Overnights Good for Divorced Dads, Mums and Their Babies

Overnights good for divorced dads, mums and their babies

New research shows that children of divorce — no matter what age — benefit from having time with each parent, which includes sleepovers at each parent’s house.

“Not only did overnight parenting time with fathers during infancy and toddlerhood cause no harm to the mother-child relationship, it actually appeared to benefit children’s relationships with both their mothers and their fathers,” said Dr. William Fabricius, an associate professor of psychology at Arizona State University and lead author of the study.

“Children who had overnights with their fathers when they were infants or toddlers had higher-quality relationships with their fathers, as well as with their mothers, when they were 18 to 20 years old than children who had no overnights.”

The study, co-authored with Arizona State University graduate student Go Woon Suh, revealed that the amount of parenting time infants and toddlers had with their fathers afterwards, during childhood and adolescence, did not make up for the overnights they missed in their first few years.

For fathers, every increase in the number of overnights per week during infancy and toddlerhood was matched by an increase in the strength and closeness of their relationships with their grown children, according to Fabricius.

The grown children who had the best relationships with both of their parents were those who had equal numbers of overnights at each parent’s home during infancy and toddlerhood, the study found.

These findings were the same regardless of whether courts ordered overnight parenting time over the mothers’ initial objections, or parents agreed on their own to provide equivalent overnights, according to the researchers. Likewise, the findings were the same for parents who had high conflict and those who had low conflict during the first five years of their divorces, according to the study.

“Having to care for their infants and toddlers for the whole cycle of evening, bedtime, nighttime, and morning helps dads learn how to parent their children from the beginning,” said Fabricius.

“It helps dads and babies learn about each other, and provides a foundation for their future relationship. Other studies have shown that programs that encourage married dads to take more responsibility for infant care help those dads learn better parenting skills, and we think that the same kind of thing happens when divorced dads have overnight parenting time.”

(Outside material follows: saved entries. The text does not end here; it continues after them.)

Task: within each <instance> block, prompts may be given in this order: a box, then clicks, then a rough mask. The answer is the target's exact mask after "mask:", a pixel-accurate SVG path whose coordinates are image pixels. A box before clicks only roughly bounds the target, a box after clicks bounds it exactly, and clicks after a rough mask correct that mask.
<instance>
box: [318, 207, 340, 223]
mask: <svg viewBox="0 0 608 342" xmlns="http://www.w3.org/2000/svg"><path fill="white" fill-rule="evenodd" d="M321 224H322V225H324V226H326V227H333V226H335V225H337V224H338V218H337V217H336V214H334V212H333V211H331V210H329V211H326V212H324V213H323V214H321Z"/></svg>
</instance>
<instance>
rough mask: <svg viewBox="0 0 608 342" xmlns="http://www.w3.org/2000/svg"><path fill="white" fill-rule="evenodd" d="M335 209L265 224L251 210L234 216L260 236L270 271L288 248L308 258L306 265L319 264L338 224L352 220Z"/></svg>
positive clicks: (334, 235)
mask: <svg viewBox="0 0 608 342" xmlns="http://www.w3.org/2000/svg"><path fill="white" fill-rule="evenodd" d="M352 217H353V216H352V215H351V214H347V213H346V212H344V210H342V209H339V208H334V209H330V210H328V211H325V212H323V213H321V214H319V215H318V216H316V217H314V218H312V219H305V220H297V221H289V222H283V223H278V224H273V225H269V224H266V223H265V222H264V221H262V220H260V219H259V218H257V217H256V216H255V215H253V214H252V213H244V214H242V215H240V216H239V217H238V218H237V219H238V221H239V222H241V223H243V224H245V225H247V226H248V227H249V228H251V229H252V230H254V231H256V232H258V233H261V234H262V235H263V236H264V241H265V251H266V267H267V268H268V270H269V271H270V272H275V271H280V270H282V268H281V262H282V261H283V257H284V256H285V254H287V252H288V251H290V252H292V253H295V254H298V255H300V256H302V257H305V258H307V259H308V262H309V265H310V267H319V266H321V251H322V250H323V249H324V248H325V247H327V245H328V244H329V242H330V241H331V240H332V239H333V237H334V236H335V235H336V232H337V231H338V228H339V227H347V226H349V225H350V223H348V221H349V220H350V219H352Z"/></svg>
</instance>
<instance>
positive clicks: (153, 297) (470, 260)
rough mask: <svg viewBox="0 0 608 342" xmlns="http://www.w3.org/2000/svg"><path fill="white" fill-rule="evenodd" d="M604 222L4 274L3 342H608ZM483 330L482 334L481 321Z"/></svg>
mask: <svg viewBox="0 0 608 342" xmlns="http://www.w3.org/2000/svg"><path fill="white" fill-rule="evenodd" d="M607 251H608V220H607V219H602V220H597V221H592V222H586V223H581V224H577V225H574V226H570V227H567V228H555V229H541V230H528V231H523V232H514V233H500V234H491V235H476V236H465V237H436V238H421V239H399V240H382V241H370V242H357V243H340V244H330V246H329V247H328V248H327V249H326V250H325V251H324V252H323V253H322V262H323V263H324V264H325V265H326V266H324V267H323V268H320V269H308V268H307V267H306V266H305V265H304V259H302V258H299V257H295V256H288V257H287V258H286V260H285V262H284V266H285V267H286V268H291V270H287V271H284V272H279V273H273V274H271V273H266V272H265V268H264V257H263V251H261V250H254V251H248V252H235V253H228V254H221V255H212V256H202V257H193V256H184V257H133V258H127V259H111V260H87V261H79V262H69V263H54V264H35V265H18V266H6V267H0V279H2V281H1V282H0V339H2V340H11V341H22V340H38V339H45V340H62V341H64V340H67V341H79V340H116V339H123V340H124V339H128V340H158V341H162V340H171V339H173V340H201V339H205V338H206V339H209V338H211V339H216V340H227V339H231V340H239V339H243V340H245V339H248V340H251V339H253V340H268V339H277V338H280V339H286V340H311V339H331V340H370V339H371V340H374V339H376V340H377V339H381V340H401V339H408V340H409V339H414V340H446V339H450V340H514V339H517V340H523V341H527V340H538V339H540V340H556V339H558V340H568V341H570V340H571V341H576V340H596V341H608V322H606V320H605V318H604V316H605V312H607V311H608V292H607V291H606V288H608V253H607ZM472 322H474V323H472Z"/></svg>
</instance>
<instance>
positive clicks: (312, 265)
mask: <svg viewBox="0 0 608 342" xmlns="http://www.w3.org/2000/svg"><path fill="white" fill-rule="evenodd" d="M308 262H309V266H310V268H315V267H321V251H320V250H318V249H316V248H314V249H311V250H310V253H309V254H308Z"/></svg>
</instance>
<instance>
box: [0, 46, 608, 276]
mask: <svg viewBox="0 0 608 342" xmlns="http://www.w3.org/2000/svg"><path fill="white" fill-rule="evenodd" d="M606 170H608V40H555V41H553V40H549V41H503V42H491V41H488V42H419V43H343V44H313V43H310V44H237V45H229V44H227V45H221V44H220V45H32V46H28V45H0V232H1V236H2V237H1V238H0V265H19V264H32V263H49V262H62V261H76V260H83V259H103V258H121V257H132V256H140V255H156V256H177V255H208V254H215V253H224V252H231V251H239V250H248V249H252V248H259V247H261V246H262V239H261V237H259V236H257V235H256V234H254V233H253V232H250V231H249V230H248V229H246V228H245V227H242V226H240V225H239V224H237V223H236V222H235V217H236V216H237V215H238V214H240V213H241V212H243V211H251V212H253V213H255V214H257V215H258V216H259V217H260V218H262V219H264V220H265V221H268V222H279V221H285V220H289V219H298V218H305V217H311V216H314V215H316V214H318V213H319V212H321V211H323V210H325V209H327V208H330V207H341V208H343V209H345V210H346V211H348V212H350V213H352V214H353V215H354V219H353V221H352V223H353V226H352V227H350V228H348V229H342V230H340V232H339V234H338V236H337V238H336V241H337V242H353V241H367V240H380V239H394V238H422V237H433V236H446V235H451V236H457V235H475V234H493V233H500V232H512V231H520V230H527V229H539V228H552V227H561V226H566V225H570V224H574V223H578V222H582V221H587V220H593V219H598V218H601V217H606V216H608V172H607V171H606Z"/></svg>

Mother-child relationships also were better when children had any number of overnights with dad, according to the study’s findings. This is, perhaps, because sharing overnights helped mothers avoid the inherent stress of having to be a single, full-time parent of an infant or toddler, the researchers postulated.

And having good relationships with mom and dad, even when not living together, bodes well for the children.

“Good quality relationships with parents in young adulthood predict better stress-related physical and mental health for the children later in life,” said Fabricius. “So in a real sense, this becomes a public health issue.”

References. Fabricius, W. V., & Suh, G. W. (2016). Should Infants and Toddlers Have Frequent Overnight Parenting Time With Fathers? The Policy Debate and New Data. Psychology, Public Policy, and Law.